UTOPIA crews continuing laying fiber optic cables as Orem continues the build out on the open access network. Jan. 29, 2020. 

Last week, the Utah Telecommunications Open Infrastructure Agency announced 800 more houses in Orem have the ability to connect to its fiber optic network.

“We are building faster than we ever have,” said Roger Timmerman, executive director.

Orem is on track to be completely built-out by 2022. Other cities in the 11 city consortium have already reached their goals, according to Timmerman.

West Valley City, the largest city in the consortium, is half way done, while Murray is about 60% built-out, according to Timmerman.

Tremonton, Brigham City, Perry, Centerville and Lindon are built-out. However, Timmerman says that build-out continues as growth comes to the cities. If developments have open trenches, fiber optic cables will go in them as well as other utilities.

Timmerman said the good news is that as Orem resident’s have access to UTOPIA, many are choosing to connect to the service.

“Orem is exceeding expectation with take rates of 30%,” Timmerman said. “Lindon was built out about 10 years ago and has 55% residential takes.”

Timmerman said those take numbers will go up as residents get informed about the availability of UTOPIA.

Having Orem and other consortium cities connected to UTOPIA has been a long time in the making. It was first discussed and approved by the Orem City Council in 2002. The first rounds of bonds were issued in 2004 and refinanced in 2008.

To help with financing, the Utah Infrastructure Agency or UIA was created as a funding mechanism to finance new builds in the consortium.

On rumors that UTOPIA was being financially mishandled, Rep. Brad Daw, R-Orem, went to the Legislature and called for a complete audit in 2012. They concluded that it was being handled properly but set performance benchmarks as they moved forward.

“There is $185 million plus interest (bond debt) over the entire consortium,” Timmerman said.

Orem has 20 years left on its UTOPIA bond payments. Timmerman said when Orem is built-out that it will see a decrease in what it pays out.

Over the past few years, UIA has operated in the black and has been able to pay back to Orem and other consortium cities the compounding interest each year. Orem capped out a few years ago. That interest is going to pay off the UTOPIA Bond.

“UIA is the most successful (fiber optic network) project in the U.S.,” Timmerman said. “We are the largest open access network in the country and considered a success. Ten years ago we were a failure.”
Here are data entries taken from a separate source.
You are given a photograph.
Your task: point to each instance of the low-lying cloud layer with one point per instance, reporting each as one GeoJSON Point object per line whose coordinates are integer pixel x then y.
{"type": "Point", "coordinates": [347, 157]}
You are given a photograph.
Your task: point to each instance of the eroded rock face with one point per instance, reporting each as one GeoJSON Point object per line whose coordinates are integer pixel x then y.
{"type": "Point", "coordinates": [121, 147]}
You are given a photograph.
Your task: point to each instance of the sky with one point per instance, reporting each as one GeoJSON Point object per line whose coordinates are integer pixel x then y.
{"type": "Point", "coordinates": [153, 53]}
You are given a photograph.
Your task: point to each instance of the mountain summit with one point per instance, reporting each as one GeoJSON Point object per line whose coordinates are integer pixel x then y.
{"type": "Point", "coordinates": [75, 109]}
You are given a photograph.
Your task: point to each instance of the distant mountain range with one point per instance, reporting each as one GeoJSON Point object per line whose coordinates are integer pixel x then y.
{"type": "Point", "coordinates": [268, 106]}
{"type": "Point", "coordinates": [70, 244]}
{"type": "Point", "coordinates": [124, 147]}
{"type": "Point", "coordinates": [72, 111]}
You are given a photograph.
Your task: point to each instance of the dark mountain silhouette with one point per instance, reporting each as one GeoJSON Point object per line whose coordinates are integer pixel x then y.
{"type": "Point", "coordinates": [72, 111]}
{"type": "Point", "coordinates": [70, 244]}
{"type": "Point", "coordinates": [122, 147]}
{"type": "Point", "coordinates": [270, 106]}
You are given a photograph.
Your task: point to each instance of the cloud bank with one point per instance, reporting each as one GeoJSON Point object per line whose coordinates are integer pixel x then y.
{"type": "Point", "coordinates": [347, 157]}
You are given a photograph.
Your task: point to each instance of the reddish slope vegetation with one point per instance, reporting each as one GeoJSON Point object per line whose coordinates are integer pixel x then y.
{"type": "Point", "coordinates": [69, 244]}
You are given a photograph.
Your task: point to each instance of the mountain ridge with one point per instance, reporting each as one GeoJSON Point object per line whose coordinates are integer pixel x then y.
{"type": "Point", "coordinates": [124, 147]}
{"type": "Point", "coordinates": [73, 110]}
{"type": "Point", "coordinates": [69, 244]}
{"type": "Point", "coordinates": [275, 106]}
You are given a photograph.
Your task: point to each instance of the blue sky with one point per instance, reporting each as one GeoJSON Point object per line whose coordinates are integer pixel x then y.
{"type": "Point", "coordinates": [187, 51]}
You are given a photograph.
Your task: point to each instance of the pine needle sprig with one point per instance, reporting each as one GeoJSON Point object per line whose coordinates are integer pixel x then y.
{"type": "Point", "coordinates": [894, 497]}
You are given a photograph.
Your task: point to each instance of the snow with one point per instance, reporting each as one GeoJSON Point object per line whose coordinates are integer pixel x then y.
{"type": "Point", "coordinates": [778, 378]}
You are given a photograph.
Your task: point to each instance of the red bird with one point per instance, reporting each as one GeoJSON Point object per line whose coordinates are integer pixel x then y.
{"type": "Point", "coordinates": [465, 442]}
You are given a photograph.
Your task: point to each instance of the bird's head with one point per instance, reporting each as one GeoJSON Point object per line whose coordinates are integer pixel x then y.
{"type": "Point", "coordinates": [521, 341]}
So much has changed since UTOPIA first came on the scene, according to Timmerman. YouTube, Facebook and Netflix didn’t exist.

Financially, Timmerman said there are two things that make UTOPIA/UIA so successful.

“We are in a financial position to finance projects with no backstop,” Timmerman said. “Number one, we took out our last $40 million bond last year and no city had to pay for it. Number two, city obligations have been capped and are expected to go down.”

Timmerman said for a time in 2008 there was discussion in Orem and elsewhere that cities might cut their losses and look for something else.

“If we’d cut out losses in ’08 we’d be on the hook for all of it (the bond) without service,” Timmerman said. “At a certain point, Orem will not be paying anything and the goal for UIA is to pay back the city anything paid previously.”

The customers will be paying, Timmerman concluded.

Timmerman added, “It’s a really good team effort. A lot of people have suffered and fought for this over the years. The Board directs us. The Board has made us successful.”

Both boards at UTOPIA and UIA are made up of representatives from the consortium cities. Jamie Davidson, Orem city manager sits on the UIA board and Councilwoman Debby Lauret sits on the UTOPIA board.

“Roger has given a lot of guidance,” said Kim McKinley, chief marketing officer.

McKinley said the number one argument she hears is that Wi-Fi is the future.

“But wireless plugs into fiber. Most wireless companies in the state use UTOPIA,” McKinley said. “A lot of people in other states come and look at UTOPIA.”

Timmerman said that demand is so good it’s paying for itself.

McKinley said the consortium now has more than 27,00 users with about 500 being added each month.

“It’s a win-win,” Timmerman said. “We can avoid pitfalls and build-out at lower cost and we make money. We see ourselves as the go-to solution for fiber optics.”